Jim, you have presented some interesting scenarios. I would take it, from the lack of comments, that many SI participants are not ready to offer much direction.  We need to develop a consensus or at least suggested approaches.  As you mentioned, I don't think Paul really had to quite deal with this one!

 

"The Midrash Detective"

Chip Van Emmerik's picture

Jim wrote:

In the midst of this cultural revolution - so many questions:

  • Consider the case of a married gay couple with adopted children:

     

    • One gets saved? Now what?
    • Advise to divorce? If so what about the children (what's best for them?)
    • Advise celibacy (in the sense of 'abstention from sexual intercourse'? I think this would be my advice. 
    • But how does that work out if the couple still is legally married?
  • The transgendered who has followed though with hormone therapy and surgery:
    • Advise to reverse? Possible?
    • They have mutilated self once: Again?
  • Will the church need a separate class of communicant who is not fully incorporated into the life of the church? Seems that this idea is foreign to Paul's teaching but Paul had no sense of this cultural revolution. 

In my mind the second scenario would be somewhat analogous to a couple who have both been divorced and remarried getting saved.
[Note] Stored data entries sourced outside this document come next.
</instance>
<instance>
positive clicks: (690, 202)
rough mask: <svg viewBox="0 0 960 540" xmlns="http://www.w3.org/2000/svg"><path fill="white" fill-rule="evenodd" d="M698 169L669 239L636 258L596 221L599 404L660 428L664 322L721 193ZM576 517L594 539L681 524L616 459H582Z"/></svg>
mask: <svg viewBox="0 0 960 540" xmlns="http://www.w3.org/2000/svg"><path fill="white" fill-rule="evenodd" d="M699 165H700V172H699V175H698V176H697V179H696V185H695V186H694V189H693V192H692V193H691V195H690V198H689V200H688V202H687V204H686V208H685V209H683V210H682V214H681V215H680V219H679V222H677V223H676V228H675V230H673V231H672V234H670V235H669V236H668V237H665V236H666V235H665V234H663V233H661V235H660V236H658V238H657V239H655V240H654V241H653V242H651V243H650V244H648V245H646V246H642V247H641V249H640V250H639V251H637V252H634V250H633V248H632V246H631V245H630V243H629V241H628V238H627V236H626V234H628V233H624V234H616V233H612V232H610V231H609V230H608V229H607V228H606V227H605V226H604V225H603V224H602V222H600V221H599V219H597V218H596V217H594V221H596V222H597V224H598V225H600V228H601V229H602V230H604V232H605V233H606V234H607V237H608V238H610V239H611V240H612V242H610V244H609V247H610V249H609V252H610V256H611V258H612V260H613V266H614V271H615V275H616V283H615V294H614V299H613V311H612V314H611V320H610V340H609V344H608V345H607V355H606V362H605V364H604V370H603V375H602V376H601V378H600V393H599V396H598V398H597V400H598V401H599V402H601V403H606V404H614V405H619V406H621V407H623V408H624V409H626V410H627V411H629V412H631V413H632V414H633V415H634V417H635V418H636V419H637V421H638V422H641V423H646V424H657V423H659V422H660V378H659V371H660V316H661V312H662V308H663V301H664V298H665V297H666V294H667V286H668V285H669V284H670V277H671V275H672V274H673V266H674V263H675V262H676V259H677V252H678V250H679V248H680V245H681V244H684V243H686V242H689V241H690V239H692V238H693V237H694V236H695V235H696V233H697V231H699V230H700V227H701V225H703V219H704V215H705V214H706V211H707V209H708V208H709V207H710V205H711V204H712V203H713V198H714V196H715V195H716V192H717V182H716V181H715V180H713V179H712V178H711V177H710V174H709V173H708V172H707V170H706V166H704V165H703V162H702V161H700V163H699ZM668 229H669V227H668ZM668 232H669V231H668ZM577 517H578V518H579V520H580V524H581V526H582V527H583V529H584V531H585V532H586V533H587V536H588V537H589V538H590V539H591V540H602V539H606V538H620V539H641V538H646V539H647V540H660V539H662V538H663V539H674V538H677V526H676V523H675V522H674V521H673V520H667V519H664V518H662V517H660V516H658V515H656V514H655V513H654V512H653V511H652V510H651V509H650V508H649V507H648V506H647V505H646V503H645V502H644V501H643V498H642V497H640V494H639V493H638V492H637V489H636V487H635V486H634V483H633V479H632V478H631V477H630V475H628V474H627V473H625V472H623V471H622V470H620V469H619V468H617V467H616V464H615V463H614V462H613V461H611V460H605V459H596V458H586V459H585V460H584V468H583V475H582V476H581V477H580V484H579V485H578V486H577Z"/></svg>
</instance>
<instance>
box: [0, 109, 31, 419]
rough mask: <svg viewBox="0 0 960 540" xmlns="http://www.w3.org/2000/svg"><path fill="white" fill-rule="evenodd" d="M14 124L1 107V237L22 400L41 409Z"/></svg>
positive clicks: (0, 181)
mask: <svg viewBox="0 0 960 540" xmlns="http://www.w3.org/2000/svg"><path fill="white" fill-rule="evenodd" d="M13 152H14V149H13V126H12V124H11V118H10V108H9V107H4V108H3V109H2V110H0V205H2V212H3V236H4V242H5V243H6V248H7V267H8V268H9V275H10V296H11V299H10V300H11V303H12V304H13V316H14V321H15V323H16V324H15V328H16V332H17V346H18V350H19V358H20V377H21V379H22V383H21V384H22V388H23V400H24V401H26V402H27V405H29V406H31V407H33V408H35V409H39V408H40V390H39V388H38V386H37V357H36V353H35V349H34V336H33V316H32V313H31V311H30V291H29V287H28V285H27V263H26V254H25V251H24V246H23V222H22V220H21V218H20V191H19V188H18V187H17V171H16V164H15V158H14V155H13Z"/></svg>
Even if both divorces could be considered sinful and neither of the abandoned partners had died or remarried, we would not counsel the newly saved couple to "make things right" by divorcing each other and trying to return to their first spouses. We would deal with them where they are. I would not counsel the transgendered person who had undergone sex-change surgery that they have to try to undo everything. However, no amount of therapy or surgery actually changes gender, only appearance. Therefore I would counsel ceasing the hormone therapy and the public facade. A man who wanted to become a woman should return to his male dress and behavior since that is what his DNA has been all along.

The married gay couple is truly a sad mess. The question I always ask myself is which parts are the ongoing results of past sin (as with the divorced and remarried couple) and which parts are an ongoing sinful activity. In this case, I would say "yes" they would need to divorce since there is no permutation of gay marriage that is ever acceptable before God. If they have adopted children as a couple, those adoption rights would be retained even after a divorce just as with straight couples. I don't think either one should have to give up parental rights necessarily, but wow, I really don't know where to go from there.

Why is it that my voice always seems to be loudest when I am saying the dumbest things?